第6章:花火の輝き《断章1》
【SIDE:星野雫】
私が雷を苦手になったのは、小学生に入ってからだ。
妹の由愛が生まれて、母親の愛情を独り占めできなくなり始めた。
雷の鳴る夜はひとりで布団にくるまりながら、嵐が過ぎ去るのを待っていた。
その孤独な夜は、私には最もつらい時間だった。
大人になっても、変わらずに怖い物は怖い。
それをまさか、鳴海に知られるのは予想外のことだった。
彼はこの弱みをいじってからかうのかと思いきや、普通に相談にのってくれる。
……なんだ、こいつって意外と良い奴じゃない。
そんな風に思い始めた矢先、私の視界は真っ暗になる。
雷が落ちたせいで、停電になったの。
急に視界を失ったせいで、私は手元のワイングラスを落としそうになる。
「い、いやぁ……ぅっ……」
「雫さん、落ち着いてください」
怖い、怖い、怖い。
幼き頃から増大してしまった恐怖心。
どんなに意識しても、苦手に思うものを克服できない。
身体を震わせて、真っ暗な中で私は恐怖におびえ続ける。
「……あっ」
そんな時だった。
私の震える手を握り締める温もり。
「大丈夫ですから。
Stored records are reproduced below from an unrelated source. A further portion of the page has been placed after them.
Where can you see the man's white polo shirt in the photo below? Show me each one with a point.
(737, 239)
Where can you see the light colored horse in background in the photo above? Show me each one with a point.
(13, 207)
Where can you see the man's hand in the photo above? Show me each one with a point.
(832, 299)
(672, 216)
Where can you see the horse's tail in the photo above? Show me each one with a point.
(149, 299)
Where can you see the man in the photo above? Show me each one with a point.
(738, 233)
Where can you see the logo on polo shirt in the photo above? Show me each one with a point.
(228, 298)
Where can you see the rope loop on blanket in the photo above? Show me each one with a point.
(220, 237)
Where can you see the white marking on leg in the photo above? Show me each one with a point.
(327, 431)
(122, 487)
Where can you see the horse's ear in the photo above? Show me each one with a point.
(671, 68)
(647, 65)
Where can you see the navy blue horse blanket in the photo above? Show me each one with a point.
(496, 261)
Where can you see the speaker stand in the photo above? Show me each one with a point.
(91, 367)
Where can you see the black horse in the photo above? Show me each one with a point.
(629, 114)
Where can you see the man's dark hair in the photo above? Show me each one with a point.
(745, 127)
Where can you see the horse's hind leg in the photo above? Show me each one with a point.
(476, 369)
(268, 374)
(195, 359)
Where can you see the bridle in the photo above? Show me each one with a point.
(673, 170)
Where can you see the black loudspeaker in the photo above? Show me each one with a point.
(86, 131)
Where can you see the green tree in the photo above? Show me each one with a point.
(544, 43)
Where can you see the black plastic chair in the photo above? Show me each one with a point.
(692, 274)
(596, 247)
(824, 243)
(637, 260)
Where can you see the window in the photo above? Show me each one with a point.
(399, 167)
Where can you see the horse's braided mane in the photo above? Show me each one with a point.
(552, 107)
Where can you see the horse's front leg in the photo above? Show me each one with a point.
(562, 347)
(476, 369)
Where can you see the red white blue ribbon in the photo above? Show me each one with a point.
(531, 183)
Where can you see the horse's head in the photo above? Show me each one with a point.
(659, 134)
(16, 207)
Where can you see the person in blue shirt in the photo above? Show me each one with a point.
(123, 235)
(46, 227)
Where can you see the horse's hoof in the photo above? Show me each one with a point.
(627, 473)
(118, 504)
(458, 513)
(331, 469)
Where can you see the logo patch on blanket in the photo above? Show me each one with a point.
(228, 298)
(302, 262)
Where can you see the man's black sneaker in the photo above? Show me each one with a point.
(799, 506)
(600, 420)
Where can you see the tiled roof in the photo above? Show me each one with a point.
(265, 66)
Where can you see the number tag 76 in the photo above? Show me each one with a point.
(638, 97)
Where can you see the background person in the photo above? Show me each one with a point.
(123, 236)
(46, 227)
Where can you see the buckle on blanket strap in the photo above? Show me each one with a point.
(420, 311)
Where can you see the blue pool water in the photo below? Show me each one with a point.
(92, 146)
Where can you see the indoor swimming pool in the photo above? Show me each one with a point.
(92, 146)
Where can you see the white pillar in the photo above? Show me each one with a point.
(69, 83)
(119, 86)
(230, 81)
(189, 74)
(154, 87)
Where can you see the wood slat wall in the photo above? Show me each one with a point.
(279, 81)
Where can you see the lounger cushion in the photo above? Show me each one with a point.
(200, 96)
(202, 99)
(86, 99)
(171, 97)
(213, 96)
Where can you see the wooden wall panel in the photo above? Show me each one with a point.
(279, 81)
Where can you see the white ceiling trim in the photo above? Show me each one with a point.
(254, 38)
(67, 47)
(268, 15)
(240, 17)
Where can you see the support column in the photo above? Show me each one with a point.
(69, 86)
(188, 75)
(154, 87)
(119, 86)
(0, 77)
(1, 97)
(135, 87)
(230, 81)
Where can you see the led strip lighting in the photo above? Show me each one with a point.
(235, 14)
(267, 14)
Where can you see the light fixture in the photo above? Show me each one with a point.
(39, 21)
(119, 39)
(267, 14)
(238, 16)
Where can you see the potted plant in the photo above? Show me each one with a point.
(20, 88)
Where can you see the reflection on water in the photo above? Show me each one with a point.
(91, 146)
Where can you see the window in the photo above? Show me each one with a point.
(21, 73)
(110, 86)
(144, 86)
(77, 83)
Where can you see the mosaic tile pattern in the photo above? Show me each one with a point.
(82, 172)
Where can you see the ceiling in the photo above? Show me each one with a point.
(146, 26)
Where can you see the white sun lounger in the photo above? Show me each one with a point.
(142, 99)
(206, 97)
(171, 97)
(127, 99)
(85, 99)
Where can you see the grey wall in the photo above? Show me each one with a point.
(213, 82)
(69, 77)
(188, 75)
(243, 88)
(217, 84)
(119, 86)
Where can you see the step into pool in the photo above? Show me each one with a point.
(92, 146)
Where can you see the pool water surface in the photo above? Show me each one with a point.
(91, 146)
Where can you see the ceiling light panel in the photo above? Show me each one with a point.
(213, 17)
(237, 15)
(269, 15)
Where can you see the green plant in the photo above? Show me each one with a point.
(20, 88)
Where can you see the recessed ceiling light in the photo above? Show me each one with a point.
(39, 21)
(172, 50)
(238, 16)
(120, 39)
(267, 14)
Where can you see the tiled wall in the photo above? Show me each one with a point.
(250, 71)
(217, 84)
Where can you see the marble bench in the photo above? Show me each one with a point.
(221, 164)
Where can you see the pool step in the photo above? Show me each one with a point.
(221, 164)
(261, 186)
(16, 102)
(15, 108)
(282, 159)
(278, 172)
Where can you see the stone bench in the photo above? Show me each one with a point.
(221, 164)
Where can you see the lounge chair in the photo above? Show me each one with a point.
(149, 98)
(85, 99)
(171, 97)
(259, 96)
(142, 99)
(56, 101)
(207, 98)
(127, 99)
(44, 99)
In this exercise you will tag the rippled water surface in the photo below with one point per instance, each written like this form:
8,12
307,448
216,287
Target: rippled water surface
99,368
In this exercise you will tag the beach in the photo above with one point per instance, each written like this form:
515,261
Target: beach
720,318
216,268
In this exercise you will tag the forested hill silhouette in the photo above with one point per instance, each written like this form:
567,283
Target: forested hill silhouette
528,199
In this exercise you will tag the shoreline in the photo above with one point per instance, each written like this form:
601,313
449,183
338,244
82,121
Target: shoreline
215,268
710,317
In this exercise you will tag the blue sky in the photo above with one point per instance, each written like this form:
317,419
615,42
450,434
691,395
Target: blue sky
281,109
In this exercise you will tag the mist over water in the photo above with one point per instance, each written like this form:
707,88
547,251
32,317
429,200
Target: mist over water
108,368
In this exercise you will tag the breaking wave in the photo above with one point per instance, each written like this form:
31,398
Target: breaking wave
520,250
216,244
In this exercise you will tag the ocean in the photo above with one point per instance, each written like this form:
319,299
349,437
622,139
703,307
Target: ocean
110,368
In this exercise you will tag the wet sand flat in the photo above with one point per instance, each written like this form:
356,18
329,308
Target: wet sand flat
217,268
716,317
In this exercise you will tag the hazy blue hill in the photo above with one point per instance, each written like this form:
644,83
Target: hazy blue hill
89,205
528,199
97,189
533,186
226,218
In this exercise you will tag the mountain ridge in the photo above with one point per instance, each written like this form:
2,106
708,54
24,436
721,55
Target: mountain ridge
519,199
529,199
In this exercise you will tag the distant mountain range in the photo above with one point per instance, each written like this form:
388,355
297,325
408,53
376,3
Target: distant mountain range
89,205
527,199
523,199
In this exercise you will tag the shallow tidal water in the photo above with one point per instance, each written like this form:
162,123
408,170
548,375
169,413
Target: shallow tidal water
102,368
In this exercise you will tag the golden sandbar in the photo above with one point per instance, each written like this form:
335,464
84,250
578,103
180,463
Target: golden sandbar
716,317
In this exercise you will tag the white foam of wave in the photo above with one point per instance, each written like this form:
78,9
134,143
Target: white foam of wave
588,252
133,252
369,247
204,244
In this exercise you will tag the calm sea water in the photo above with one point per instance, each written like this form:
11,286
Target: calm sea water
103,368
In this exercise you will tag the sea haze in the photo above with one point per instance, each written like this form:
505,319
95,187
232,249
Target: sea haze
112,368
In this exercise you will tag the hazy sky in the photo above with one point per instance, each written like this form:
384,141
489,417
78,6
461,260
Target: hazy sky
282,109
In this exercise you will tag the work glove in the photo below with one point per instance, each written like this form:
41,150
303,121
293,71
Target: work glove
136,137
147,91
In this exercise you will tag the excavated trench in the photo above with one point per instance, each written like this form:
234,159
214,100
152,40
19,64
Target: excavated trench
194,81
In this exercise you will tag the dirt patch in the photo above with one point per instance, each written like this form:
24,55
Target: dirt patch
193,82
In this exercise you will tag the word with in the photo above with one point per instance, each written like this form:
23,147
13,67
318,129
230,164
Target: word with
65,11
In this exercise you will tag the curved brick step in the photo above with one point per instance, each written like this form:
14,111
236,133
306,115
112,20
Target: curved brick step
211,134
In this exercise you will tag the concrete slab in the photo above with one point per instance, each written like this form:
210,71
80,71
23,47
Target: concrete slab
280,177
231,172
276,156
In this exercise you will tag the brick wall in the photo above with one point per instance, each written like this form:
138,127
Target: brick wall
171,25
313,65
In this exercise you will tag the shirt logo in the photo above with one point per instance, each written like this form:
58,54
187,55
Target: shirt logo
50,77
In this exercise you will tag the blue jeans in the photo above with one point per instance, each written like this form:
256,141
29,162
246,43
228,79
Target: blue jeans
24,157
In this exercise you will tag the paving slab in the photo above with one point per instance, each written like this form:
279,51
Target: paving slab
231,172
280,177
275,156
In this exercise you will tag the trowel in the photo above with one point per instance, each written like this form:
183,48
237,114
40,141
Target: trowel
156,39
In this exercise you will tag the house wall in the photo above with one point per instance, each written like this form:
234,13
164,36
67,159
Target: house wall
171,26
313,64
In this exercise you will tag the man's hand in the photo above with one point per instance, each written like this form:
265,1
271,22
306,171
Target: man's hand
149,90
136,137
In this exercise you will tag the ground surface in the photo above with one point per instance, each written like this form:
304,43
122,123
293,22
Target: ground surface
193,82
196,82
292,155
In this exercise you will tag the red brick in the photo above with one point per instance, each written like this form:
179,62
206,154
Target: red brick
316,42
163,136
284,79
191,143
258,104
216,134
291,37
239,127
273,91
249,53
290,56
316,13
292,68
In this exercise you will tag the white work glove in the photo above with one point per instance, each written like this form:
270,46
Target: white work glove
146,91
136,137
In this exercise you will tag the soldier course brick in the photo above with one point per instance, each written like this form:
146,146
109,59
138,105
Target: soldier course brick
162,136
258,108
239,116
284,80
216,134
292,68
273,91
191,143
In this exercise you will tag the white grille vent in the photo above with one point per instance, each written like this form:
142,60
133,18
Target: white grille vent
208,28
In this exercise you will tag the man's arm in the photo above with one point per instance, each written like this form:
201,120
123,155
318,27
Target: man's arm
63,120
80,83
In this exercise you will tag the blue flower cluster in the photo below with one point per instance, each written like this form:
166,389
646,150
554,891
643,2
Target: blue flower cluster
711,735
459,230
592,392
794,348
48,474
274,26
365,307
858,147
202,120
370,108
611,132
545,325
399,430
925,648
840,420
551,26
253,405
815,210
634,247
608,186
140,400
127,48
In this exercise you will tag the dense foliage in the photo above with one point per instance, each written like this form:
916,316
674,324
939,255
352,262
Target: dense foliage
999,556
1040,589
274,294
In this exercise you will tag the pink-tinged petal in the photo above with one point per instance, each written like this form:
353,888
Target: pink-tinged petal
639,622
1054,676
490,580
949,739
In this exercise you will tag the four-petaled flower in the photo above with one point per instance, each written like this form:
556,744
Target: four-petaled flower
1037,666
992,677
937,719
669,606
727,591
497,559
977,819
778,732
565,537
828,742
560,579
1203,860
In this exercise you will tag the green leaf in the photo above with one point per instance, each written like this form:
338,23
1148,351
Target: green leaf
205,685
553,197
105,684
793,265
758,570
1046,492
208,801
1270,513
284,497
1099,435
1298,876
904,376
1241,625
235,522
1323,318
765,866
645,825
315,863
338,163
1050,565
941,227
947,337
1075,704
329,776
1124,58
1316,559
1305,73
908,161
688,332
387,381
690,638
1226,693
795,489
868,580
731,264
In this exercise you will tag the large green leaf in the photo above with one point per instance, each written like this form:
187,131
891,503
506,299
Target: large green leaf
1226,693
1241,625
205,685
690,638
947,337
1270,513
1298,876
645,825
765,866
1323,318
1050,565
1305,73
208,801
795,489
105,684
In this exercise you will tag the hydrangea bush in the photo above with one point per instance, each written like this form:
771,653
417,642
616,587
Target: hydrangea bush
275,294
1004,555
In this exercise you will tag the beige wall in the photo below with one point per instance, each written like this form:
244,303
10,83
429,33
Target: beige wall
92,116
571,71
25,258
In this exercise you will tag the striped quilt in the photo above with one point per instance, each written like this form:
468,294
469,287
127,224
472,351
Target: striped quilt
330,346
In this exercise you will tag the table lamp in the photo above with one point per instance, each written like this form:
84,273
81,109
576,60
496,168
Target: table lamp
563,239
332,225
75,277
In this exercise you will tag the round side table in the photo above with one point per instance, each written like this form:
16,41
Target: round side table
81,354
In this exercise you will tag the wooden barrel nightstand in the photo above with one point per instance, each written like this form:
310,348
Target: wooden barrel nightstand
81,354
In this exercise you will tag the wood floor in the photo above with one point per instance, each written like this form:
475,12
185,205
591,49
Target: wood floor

ジッとしていてください」
「……鳴海、朔也」
鳴海が私の手を握りしめていたのだ。
普段なら離そうと暴れるけども、今の私にそんな気力はない。
「停電ですね。すぐに復旧すればいいんですが。危ないからジッとした方がいいですね。あっ、懐中電灯。どこに置いたっけ」
「……ぅっ……」
雷はやまず、さらに激しさを増してくる。
ダメだ、怖い……。
私は目を瞑って恐怖を抑え込もうとする。
「……無理はしないでください。怖いと思うのなら、怖いって言えばいいじゃないですか。人が叫ぶのって、それで恐怖心を和らげさせるって言いますよね。痛い時に痛いと言うのも鎮痛効果があるそうですし。言葉にすることって、大事なんですよ」
「うるさい。そんな事はどうでもいいのよ」
「我慢する事に慣れている。それがいけないと思うんです。怖いのなら叫べばいい。自分に素直になってください」
鳴海に言われて私はハッとする。
意識して恐怖心を抑え込み、叫ぶことも極力しないようにしてきた。
本当は怖くて泣きそうな時も、ずっと必死になって我慢してたきたから。
最初は姉の意地から始まった、妹達に恰好の悪い自分を見せたくないから。
雷程度にびびる姉の姿を見せたくなかったから。
その意地は私にこんなにも恐怖を植え付ける結果になってしまった。
「……怖いわ」
久し振りに声に出して、私は自らの恐怖を口にした。
言葉に出して、己の弱さを認めてしまう。
「怖い、とても怖い。大きく鳴り響いて、胸にドキッとさせる音も、眩しい光も……怖くて仕方がないの」
なんでだろう、こいつの言葉にすんなりと素直になれたのは……。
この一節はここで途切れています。